In our society, consciously or unconsciously, we have segregated jobs based on gender. For example, jobs like teaching, cooking, and dancing are considered to be more ‘feminine’ whereas jobs like driving, defense, engineering, etc. are considered to be more ‘muscular’ or ‘manly’. Hence, whenever we see any female bridging these unsaid gaps and working in unconventional roles, our hearts beam with joy.
Quite recently, I had a similar experience while booking a cab from a cafe in Chanakyapuri to its nearest metro station. When the cab arrived, it was a pleasing surprise to witness it being driven by a female chauffeur. I felt a sense of calmness and security while sitting in the cab. For the first time, I did not switch on my Google Maps and trusted the one used by the driver. I didn’t have to click pictures of the number plate and send them to my father because deep down I knew I was safe and secure. I remember when she dropped me off at my destination; I conveyed my sincere gratitude to her. That was not to appreciate her dropping me at the correct location but to appreciate her for taking up this job and continuing to do it so efficiently.
But this incident prompted me to think how saddening it is to stereotype this for a woman. Driving is always considered as a hobby, not as something they can make a living off. For many people, women drive when they have leisure time. Even if a woman is a certified driver, many still question their knowledge about cars, their mechanical processes, and the list goes on. In fact, except for a lucky few, many women are not even allowed to learn to drive. Some societal standards consider it as going against moral and family values.
But unlike the stereotyping motion, females have, from time to time, proven their ability to drive any transport of their choice. In 2018, the popular Indian ride-hailing platform, Ola, said the number of female-driver partners rises by 40% in every quarter for them. In fact, during the fiscal year 2019, 244.31 percent of driving licenses were issued to females in Delhi. The highest was in Kerala with 429.01%. Other than cars, many women had also proved their caliber when it came to other forms of vehicles: The Bikerni, the largest all-women motorcycle gang; The Pink City Rickshaw Company, an employment opportunity through e-rickshaws for women in Jaipur and more.
Along with building confidence among women, if women start taking up jobs that are traditionally reserved for me, then it would also impact the overall economic and societal aspects to an extent. Like with the increase in female drivers, the government can encourage more women to choose cabs to drop them at their destination. Many women (including me sometimes) prefer to walk or wait for someone whom they know other than book a cab, fearing how the driver may turn out to be. Hence, this initiative can improve the economy of the country as well as make a safe and hassle-free space for many women.

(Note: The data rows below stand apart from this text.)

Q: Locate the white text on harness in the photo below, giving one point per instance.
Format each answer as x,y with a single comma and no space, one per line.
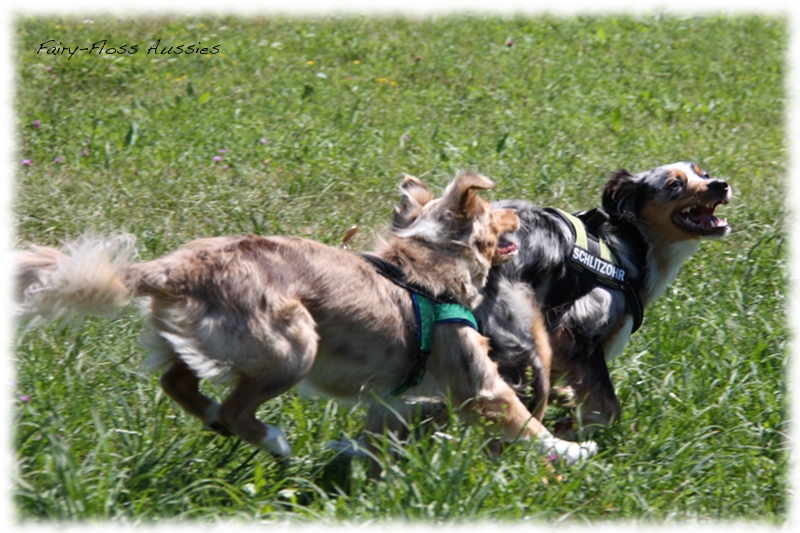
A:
598,265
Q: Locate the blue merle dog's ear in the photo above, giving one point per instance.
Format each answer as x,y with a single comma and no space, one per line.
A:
415,195
621,195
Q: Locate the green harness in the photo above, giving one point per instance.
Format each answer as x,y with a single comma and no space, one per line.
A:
428,311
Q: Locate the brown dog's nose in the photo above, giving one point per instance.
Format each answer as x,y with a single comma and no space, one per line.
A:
718,186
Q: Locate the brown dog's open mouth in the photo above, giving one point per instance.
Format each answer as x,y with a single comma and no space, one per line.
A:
506,249
700,219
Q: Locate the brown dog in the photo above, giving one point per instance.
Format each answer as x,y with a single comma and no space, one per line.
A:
272,313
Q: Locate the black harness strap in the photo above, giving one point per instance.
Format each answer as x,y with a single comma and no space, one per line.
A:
596,262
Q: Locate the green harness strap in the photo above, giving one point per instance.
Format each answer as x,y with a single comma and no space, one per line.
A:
430,313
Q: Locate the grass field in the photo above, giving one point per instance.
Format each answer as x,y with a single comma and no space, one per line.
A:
305,126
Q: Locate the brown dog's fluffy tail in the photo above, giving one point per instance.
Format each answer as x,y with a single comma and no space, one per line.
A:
89,277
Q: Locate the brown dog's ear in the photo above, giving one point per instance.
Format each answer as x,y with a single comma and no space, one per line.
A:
621,195
415,194
460,197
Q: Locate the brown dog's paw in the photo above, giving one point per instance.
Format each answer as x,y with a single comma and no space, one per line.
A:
219,428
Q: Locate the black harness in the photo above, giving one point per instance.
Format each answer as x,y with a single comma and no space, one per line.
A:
594,262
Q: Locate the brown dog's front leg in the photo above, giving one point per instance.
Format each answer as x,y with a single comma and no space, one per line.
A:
597,403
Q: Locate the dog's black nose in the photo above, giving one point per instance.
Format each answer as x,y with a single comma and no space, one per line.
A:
718,186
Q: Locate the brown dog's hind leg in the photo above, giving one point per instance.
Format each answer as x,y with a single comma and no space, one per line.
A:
238,413
183,386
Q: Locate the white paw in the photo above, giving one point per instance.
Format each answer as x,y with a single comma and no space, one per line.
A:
275,443
570,452
348,448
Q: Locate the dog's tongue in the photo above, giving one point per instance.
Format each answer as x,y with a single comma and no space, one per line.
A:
704,217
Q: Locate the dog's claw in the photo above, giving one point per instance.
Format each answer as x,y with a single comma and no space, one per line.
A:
570,452
275,443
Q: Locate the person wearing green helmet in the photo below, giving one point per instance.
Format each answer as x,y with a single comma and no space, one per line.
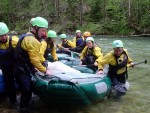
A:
79,48
28,58
78,39
7,45
65,44
118,59
48,46
90,53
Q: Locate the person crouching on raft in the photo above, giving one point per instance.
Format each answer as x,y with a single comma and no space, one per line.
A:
91,53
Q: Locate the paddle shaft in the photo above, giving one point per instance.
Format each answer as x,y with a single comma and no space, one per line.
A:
92,65
70,51
145,61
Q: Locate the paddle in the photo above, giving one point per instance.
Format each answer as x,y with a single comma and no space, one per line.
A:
70,51
145,61
90,65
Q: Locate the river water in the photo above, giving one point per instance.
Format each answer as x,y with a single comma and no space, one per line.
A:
137,99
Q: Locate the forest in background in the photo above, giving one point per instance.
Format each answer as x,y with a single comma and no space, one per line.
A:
108,17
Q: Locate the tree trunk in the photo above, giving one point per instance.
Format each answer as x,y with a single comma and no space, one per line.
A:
81,11
130,22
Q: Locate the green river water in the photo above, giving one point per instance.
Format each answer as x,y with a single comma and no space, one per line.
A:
137,99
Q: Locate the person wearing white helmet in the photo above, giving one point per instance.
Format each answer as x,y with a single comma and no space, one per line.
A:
28,58
90,53
7,45
117,60
65,44
78,39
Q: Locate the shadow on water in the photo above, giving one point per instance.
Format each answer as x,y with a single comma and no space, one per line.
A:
137,99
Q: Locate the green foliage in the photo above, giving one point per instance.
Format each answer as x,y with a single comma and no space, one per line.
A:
97,16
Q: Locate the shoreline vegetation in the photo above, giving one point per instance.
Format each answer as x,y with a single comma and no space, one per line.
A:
100,17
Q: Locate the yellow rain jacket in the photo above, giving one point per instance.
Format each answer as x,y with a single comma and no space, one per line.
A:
43,48
67,44
14,41
96,52
32,46
110,59
75,41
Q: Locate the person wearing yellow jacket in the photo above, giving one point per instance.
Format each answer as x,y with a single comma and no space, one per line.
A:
65,44
90,53
48,46
7,45
28,58
117,60
79,39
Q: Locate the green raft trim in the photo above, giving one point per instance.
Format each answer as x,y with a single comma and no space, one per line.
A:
65,92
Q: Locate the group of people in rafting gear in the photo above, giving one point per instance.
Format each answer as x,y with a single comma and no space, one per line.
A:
22,57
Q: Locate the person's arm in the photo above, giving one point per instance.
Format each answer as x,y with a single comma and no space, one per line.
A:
42,50
74,41
83,53
54,55
97,52
32,46
71,44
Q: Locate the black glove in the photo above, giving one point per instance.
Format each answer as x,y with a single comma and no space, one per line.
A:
45,63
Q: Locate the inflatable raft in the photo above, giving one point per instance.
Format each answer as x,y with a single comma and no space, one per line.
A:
71,88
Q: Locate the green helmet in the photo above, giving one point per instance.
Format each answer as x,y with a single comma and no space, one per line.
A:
90,39
117,43
39,21
52,34
3,28
78,31
63,36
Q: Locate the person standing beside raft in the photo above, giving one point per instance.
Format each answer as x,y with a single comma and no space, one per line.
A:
48,46
7,45
117,60
28,58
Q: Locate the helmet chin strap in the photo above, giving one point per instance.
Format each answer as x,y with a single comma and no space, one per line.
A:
36,33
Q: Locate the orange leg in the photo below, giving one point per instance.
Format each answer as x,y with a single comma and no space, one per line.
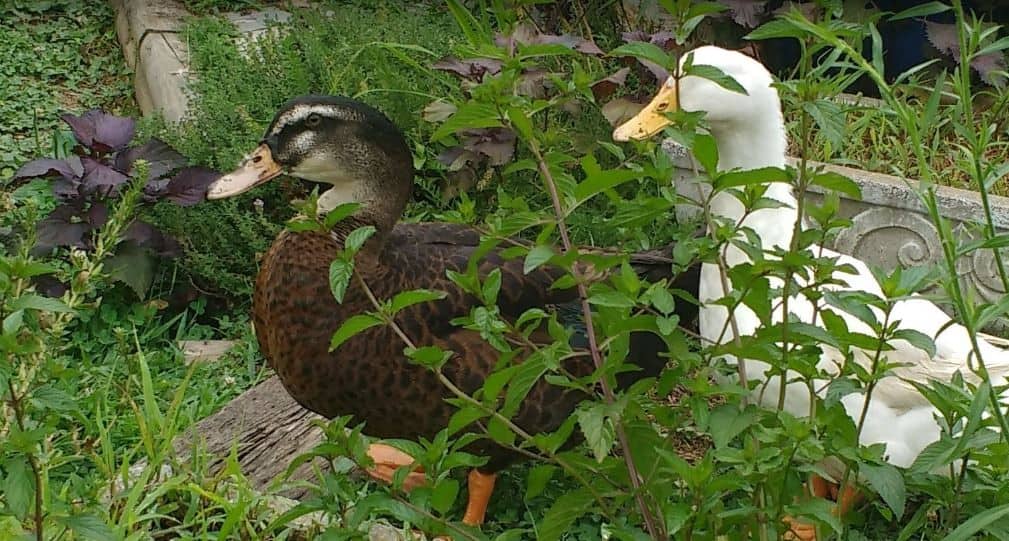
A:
481,485
387,459
846,497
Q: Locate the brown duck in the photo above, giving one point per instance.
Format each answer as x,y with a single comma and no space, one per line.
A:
365,159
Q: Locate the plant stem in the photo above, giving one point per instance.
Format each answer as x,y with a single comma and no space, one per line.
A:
607,393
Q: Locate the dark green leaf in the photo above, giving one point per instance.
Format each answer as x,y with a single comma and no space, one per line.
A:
89,527
410,298
726,422
917,339
431,356
472,114
357,237
132,265
611,298
887,481
922,10
644,50
444,494
18,487
716,76
563,513
339,213
538,255
351,327
978,523
752,177
538,478
838,183
31,301
340,273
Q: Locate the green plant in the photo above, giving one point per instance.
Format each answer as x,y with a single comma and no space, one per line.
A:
86,183
628,481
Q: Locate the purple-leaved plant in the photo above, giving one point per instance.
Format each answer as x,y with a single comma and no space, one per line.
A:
86,184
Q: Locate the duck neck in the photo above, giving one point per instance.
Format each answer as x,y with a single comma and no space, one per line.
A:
761,144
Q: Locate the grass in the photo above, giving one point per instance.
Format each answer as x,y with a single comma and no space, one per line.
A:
58,57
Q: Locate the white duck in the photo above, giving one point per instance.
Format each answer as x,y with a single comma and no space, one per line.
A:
750,133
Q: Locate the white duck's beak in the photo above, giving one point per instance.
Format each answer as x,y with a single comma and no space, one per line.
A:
651,119
256,169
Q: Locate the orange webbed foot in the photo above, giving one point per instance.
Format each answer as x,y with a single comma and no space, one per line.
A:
387,459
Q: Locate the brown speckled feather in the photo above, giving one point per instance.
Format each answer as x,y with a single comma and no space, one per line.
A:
368,376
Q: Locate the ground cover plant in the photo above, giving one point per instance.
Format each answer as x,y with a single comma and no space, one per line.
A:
509,112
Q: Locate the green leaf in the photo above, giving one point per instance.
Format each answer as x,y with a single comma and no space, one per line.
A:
726,422
133,266
598,432
918,339
521,122
339,213
887,481
706,152
410,298
736,179
472,114
351,327
51,398
646,51
13,322
717,77
977,523
922,10
491,287
340,273
540,254
31,301
431,356
444,494
538,478
89,527
563,513
838,183
18,487
357,237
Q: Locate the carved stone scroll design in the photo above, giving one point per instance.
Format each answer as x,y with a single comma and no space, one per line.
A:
889,237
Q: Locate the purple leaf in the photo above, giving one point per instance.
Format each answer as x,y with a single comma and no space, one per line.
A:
663,39
151,238
576,42
62,227
101,131
605,87
98,175
943,37
636,35
746,13
190,186
990,67
161,157
97,215
472,69
45,168
457,157
495,143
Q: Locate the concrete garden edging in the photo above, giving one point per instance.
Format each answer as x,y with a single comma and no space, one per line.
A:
890,226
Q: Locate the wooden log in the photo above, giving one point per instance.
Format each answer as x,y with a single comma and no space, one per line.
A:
268,428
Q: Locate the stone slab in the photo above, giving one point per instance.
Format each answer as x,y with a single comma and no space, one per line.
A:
889,224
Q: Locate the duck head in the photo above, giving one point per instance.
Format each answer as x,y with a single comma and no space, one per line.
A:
753,121
347,144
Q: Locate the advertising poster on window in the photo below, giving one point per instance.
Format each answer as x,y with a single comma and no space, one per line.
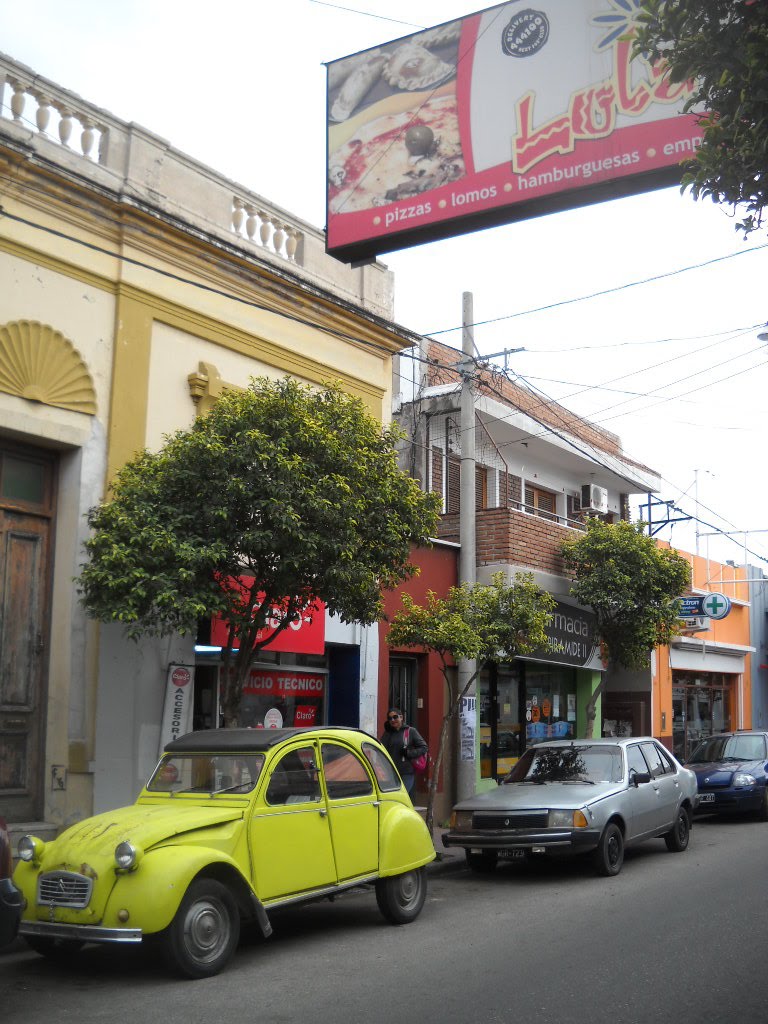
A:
177,709
509,113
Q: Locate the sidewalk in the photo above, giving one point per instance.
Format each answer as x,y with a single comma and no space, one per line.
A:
451,859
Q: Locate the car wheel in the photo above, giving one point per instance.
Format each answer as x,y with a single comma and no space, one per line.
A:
677,838
401,897
54,948
609,852
483,861
204,934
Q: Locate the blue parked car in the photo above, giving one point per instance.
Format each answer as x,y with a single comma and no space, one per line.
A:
731,770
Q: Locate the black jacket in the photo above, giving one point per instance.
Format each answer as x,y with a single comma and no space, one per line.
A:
394,740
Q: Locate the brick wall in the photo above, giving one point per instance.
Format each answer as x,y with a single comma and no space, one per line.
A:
546,412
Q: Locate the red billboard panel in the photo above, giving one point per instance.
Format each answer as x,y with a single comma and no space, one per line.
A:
306,635
509,113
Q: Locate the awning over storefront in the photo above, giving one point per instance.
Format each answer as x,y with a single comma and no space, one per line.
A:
709,656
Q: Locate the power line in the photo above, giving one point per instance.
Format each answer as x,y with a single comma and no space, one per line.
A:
604,291
367,13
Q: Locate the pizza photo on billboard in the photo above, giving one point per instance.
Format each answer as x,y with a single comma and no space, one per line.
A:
397,156
392,121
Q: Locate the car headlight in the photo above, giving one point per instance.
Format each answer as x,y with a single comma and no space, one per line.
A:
127,856
31,849
567,819
742,778
461,820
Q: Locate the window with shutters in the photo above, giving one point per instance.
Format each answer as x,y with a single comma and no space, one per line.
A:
453,491
542,503
481,486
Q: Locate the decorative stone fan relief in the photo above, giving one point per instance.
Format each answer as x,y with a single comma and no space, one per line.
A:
40,365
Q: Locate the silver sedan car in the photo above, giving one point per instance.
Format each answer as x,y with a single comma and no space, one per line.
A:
595,796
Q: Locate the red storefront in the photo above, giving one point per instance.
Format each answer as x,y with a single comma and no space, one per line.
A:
410,677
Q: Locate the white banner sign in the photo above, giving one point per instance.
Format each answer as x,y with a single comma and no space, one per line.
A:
467,719
178,705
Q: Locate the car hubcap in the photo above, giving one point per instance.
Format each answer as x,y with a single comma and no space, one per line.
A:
409,890
206,930
612,851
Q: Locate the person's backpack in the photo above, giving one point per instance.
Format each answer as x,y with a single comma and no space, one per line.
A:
420,763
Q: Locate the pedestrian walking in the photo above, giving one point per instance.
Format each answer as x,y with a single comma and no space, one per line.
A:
404,744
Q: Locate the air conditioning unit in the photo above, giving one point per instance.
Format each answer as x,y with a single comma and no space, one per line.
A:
594,499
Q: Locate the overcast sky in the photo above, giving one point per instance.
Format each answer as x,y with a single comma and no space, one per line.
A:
668,356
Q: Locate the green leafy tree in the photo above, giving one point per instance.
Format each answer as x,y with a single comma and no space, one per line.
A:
482,623
723,46
282,496
632,585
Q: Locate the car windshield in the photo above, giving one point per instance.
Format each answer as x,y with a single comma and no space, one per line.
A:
206,773
583,763
729,749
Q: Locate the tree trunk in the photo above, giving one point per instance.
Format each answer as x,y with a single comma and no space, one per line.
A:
591,709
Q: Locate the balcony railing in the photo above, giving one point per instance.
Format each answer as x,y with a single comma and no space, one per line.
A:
141,167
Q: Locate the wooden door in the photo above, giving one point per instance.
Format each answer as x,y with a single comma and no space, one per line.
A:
26,514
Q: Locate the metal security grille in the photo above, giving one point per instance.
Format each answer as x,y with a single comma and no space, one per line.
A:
535,819
65,889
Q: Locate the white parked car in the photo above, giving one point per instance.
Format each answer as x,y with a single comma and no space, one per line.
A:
590,796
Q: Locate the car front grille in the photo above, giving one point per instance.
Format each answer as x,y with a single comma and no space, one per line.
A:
65,889
527,819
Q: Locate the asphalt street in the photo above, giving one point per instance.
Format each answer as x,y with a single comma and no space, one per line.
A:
674,938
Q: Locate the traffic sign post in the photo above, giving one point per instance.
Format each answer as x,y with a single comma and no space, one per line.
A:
716,605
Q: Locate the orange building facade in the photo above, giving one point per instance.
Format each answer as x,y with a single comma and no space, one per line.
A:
701,682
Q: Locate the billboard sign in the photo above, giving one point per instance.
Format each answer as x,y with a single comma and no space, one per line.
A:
509,113
305,635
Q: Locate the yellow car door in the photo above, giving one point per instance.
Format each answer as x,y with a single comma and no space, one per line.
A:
352,810
290,834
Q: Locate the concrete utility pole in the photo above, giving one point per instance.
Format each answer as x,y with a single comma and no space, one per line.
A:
466,776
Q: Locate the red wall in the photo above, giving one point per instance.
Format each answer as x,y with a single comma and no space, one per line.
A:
438,571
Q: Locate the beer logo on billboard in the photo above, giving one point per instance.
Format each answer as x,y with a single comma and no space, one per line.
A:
525,34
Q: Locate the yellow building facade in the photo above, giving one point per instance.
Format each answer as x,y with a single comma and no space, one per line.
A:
135,285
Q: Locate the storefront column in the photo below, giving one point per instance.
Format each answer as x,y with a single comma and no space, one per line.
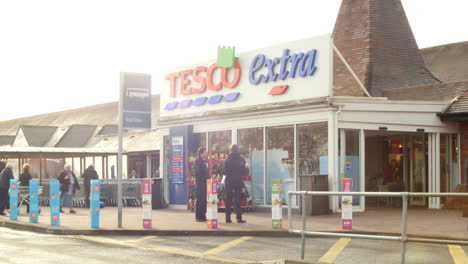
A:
148,166
434,169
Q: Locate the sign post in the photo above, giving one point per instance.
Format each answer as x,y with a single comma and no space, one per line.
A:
146,198
347,205
134,113
212,206
33,201
13,199
95,203
54,202
177,161
276,204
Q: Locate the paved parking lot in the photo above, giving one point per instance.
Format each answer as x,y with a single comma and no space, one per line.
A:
27,247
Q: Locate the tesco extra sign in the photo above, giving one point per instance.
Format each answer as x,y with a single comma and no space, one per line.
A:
291,71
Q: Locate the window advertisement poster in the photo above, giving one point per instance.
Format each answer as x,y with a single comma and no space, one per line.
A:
276,203
33,201
136,100
13,199
212,206
177,160
54,202
95,203
146,201
347,205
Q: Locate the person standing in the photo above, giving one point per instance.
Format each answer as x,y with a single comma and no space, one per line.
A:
5,176
68,186
89,174
201,175
235,169
24,179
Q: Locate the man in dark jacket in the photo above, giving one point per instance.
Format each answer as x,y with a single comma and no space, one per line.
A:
235,169
89,174
201,175
68,186
5,177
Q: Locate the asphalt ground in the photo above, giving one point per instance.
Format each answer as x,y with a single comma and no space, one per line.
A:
29,247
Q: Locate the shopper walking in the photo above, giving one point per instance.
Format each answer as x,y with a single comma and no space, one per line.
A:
5,176
24,179
201,175
235,169
89,174
68,186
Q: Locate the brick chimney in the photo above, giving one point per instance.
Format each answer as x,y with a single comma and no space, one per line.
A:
376,39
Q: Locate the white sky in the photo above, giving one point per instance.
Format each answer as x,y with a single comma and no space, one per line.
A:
58,55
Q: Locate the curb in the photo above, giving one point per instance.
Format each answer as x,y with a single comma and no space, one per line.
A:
38,228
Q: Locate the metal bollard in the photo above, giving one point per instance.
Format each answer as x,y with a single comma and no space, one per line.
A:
404,221
304,218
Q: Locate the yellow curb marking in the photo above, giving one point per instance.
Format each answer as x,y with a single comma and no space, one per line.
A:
228,245
458,254
335,250
141,239
170,250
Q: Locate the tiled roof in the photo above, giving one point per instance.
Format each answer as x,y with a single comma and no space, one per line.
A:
436,92
38,136
376,39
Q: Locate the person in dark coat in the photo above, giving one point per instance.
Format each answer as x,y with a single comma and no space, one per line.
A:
235,169
5,176
89,174
24,179
201,175
68,186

To conclude, I have used cabs several times, both in my hometown and in Delhi. But, this was the first time I had encountered a female driver. However, this shouldn’t be the case. We should live in a country where encountering female drivers should be a common thing. It should feel like a usual part of our regular lives. It may sound a little vague but here’s something that my father said about women driving cars. When I asked him why he is so hell-bent on teaching me how to drive, he said that driving is not only a hobby or a survival tool but it has a very important life lesson. Driving builds your confidence. When we operate a car and move it back and forth with our control, we acquire a sense of confidence, a sense of being in charge of our own decisions. When hundreds of cars are moving by on the road, we try to create our space and pave our way. Hence, every woman must learn to drive because, while learning to handle their car steering, many women may as well learn to handle their life’s steering all by themselves.